We are only concerned with US addresses. In fact, we are only looking at addresses from 250 zip codes from Ohio and Michigan. We also do not have access to any postal software although would be open to ideas for cost effective solutions (it would essentially be a one time use). Please be mindful that this is an initial dump of data from a government source so suggestions of how users can clean it are helpful as I build out the application but I would love to have the best initial I possibly can by being able to match addresses as best as possible.
I'm working on a similar algorithm as we speak, it should handle addresses in Canada, USA, Mexico and the UK by the time I'm done. The problem I'm facing is that they're in our database in a 3 field plaintext format [whoever thought that was a good idea should be shot IMHO], so trying to handle rural routes, general deliveries, large volume receivers, multiple countries, province vs. state vs. county, postal codes vs. zip codes, spelling mistakes is no small or simple task.
Spelling mistakes alone was no small feat - especially when you get to countries that use French names - matching Saint, Sainte, St, Ste, Saints, Saintes, Sts, Stes, Grand, Grande, Grands, Grandes with or without period or hyphenation to the larger part of a name cause no end of performance issues - especially when St could mean saint or street and may or may not have been entered in the correct context (i.e. feminine vs. masculine). What if the address has largely been entered correctly but has an incorrect province or postal code?
One place to start your search is the Levenstein Distance Algorithm which I've found to be really useful for eliminating a large portion of spelling mistakes. After that, it's mostly a case of searching for keywords and comparing against a postal database.
I would be really interested in collaborating with anyone that is currently developing tools to do this, perhaps we can assist each other to a common solution.

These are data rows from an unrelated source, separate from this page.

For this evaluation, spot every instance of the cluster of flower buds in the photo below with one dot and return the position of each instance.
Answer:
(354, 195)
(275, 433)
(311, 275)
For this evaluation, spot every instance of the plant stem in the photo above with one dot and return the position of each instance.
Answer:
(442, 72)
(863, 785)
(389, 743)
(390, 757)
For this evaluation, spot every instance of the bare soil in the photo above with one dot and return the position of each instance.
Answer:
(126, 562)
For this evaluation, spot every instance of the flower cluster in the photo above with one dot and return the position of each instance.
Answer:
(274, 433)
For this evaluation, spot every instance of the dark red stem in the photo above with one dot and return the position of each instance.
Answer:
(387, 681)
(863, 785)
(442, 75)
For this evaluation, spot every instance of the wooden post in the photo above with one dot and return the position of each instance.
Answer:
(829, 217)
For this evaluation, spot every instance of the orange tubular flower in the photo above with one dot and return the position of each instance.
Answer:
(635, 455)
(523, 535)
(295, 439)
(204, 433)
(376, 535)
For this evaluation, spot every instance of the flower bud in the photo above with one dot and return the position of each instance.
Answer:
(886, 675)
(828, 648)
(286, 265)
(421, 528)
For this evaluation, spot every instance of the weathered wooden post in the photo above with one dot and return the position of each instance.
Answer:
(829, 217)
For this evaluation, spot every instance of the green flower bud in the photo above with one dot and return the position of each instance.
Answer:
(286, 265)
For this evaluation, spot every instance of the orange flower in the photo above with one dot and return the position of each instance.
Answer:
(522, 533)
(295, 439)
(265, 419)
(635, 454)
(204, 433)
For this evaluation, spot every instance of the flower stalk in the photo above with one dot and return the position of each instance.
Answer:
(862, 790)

I'm already part of the way there and have overcome all the issues I've mentioned so far, having someone else working on the same problem would be really helpful to bounce ideas off.
Cheers -
[ben at afsinc dot ca]
If you would prefer tonot develop one and rather use an off-the-shelf product that uses many of the technologies mentioned here, see: http://www.melissadata.com/dqt/matchup-api.htm
Disclaimer: I had a role in its development and work for the company.
In the UK we would use:
House Name or Number (where name includes Flat number for apartment blocks)
Postcode
You should certainly be using the postcode, but in the US I believe your Zip codes cover very wide areas compared to postcodes in the UK. You would therefore need to use the street and city.
Your example wouldn't differentiate between 11 Test Street, 110 - 119 Test Street, etc.
If your company has access to an address lookup system, I would run all the data through that to get the data back in a consistent format, possibly with address keys that can be used for matching.
If I was to take a crack at this I'd convert each address string into a tree using a pre-defined order of operations.
Eg. 110 Test Street Apt 3. Anywhere California 90210 =>
Get the type of address. Eg Street addresses have different formats that rural route addresses and this is different by country.
Given that this is a street address, get the string that represents the type of street and convert that to an enum (eBoulevard, eRoad, etc..)
Given that this is a street address, pull out the street name (store in lower case)
Given that this is a street address, pull out the street number
Given that this is a street address, look for any apartment number (could be before the street number with a dash, could be after "Apt.", etc...)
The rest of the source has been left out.